Inoltre, 150 giuristi ugandesi hanno deciso di sostenere un progetto di legge che vieta gli atti omosessuali. Tra questi, il parlamentare Latif Ssebagala che ha dichiarato che il provvedimento sarà trattato come una “priorità nazionale” e dovrà essere varato entro il mese di agosto.
Secondo Human Rights Watch, dopo l’approvazione della legge sono state arrestate diciassette persone e sono stati registrati innumerevoli episodi di maltrattamento e taglieggiamento da parte della polizia, tanto che molti omosessuali hanno deciso di lasciare il paese.
Uno degli episodi più clamorosi si è verificato lo scorso aprile, quando la polizia ha fatto irruzione negli uffici dell’Università di Makerere, arrestando con l’accusa di convertire i giovani ugandesi all’omosessualità, i responsabili del Walter Reed Project, sostenuto da Washington per migliorare la sanità nel paese.
Secondo quanto reso noto dal portavoce della polizia locale Fred Enanga, il crimine sarebbe stato perpetrato attraverso corsi di formazione durante i quali sarebbero stati distribuiti gratuitamente preservativi e lubrificanti per i rapporti anali.
La crociata dell’esecutivo di Kampala contro gli omosessuali ha radici lontane che risalgono al periodo coloniale britannico. In tempi più recenti, hanno gettato concime in un terreno tanto fertile alcuni cristiani evangelici americani come Scott Lively, presidente della Abiding Truth Ministries, e Don Schmierer, direttore della disciolta organizzazione Exodus International, che identificava l’omosessualità come male assoluto e lesiva di una società basata sul matrimonio.

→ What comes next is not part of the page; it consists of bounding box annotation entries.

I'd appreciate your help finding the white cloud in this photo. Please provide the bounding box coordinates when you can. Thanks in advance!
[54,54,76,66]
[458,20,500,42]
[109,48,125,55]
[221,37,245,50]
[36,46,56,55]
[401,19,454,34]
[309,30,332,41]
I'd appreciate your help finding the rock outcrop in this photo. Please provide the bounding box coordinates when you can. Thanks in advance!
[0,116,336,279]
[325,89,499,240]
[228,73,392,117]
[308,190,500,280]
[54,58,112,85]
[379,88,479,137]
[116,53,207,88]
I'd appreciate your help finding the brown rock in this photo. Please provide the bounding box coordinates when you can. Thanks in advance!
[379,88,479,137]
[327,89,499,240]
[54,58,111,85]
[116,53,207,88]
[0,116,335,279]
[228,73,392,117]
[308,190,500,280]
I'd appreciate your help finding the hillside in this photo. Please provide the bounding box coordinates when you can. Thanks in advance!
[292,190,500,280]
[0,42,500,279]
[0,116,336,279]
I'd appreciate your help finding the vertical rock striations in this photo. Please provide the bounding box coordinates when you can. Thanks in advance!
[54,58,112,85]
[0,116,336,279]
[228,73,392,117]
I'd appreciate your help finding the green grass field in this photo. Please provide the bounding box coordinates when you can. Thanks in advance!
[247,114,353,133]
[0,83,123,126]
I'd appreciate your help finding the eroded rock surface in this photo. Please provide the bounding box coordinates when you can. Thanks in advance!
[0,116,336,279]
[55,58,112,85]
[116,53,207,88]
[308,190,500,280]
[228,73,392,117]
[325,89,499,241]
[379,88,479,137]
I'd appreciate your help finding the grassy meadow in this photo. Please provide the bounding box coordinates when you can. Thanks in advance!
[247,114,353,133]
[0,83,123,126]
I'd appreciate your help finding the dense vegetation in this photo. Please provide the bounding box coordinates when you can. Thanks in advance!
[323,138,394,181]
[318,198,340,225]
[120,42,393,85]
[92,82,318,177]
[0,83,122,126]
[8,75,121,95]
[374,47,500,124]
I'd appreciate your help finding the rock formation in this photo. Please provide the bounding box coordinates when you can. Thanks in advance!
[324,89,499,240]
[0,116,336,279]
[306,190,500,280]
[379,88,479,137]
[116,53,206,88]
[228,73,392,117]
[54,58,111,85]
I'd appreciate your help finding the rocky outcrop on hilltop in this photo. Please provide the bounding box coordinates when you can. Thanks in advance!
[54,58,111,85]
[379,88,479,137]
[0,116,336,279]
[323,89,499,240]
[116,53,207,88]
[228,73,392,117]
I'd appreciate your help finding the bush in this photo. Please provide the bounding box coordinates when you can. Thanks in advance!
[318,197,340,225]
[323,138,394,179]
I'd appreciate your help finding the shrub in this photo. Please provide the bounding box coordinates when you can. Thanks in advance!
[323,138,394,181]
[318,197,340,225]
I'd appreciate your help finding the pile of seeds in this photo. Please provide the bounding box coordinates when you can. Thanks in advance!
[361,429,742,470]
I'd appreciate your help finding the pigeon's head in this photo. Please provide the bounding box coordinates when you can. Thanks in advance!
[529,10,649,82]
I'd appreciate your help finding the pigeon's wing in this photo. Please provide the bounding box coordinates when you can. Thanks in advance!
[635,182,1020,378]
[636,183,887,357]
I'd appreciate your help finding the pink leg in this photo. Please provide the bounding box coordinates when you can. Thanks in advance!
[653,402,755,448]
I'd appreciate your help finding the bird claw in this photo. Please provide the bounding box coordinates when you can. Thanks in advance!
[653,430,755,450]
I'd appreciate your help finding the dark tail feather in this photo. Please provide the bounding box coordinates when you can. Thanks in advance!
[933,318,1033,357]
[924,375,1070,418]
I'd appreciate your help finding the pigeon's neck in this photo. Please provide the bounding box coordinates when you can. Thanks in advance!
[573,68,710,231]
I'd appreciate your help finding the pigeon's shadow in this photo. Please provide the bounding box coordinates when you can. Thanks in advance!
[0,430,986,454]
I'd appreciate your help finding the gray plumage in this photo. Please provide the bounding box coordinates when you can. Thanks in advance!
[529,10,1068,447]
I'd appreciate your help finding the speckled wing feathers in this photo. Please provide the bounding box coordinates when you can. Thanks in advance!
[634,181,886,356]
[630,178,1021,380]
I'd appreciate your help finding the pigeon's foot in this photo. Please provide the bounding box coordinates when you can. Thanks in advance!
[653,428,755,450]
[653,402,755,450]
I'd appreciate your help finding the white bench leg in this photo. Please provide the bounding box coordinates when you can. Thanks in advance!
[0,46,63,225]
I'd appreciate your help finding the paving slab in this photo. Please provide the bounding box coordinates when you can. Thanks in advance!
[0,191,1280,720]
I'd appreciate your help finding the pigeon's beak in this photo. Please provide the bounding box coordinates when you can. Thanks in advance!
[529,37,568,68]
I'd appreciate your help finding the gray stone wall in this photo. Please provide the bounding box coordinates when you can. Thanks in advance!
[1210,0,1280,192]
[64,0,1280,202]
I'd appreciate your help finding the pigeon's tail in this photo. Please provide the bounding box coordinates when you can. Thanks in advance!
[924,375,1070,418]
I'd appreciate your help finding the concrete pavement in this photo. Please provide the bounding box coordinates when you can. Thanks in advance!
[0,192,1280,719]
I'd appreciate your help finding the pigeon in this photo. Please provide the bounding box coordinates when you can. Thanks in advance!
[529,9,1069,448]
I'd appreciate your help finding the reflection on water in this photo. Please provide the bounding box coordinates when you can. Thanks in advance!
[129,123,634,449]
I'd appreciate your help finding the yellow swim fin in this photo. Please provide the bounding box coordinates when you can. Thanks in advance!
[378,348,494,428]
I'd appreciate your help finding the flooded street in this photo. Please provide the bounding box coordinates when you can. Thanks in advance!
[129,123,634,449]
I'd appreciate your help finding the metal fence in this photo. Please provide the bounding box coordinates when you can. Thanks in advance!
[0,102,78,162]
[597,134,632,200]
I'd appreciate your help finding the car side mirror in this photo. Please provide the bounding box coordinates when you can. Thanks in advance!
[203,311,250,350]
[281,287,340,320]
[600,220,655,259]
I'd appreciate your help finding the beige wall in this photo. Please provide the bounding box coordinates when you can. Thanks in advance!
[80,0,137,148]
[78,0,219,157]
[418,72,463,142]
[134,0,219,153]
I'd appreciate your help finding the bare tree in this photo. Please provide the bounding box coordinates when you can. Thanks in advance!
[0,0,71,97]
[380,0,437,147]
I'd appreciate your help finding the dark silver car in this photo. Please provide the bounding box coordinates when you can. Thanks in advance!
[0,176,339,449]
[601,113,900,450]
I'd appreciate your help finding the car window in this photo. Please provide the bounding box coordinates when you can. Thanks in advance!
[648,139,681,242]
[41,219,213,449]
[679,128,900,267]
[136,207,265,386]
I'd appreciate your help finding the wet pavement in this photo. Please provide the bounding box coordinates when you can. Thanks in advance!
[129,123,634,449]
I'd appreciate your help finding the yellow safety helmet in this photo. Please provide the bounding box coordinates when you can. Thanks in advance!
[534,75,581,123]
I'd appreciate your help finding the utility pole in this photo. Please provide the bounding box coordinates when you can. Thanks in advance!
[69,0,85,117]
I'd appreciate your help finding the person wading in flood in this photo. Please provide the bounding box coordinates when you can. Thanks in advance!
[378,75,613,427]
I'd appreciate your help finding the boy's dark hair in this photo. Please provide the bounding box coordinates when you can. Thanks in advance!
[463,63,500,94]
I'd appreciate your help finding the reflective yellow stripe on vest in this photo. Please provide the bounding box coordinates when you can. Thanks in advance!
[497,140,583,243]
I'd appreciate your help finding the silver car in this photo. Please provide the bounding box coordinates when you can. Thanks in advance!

C’è anche da ricordare che, prima di essere approvata, la formulazione della controversa norma era stata modificata con la cancellazione della pena di morte, inclusa nel testo originario varato dal deputato ugandese David Bahati, fervente cristiano evangelico, noto per la sua omofobia.
L’Uganda non è comunque un caso isolato, secondo un rapporto realizzato dall’Ufficio delle Nazioni Unite per l’Alto Commissariato per i Diritti Umani di Ginevra, sono 76 i Paesi dove sono in vigore leggi che perseguono gli individui sulla base del loro orientamento sessuale, 35 dei quali si trovano in Africa.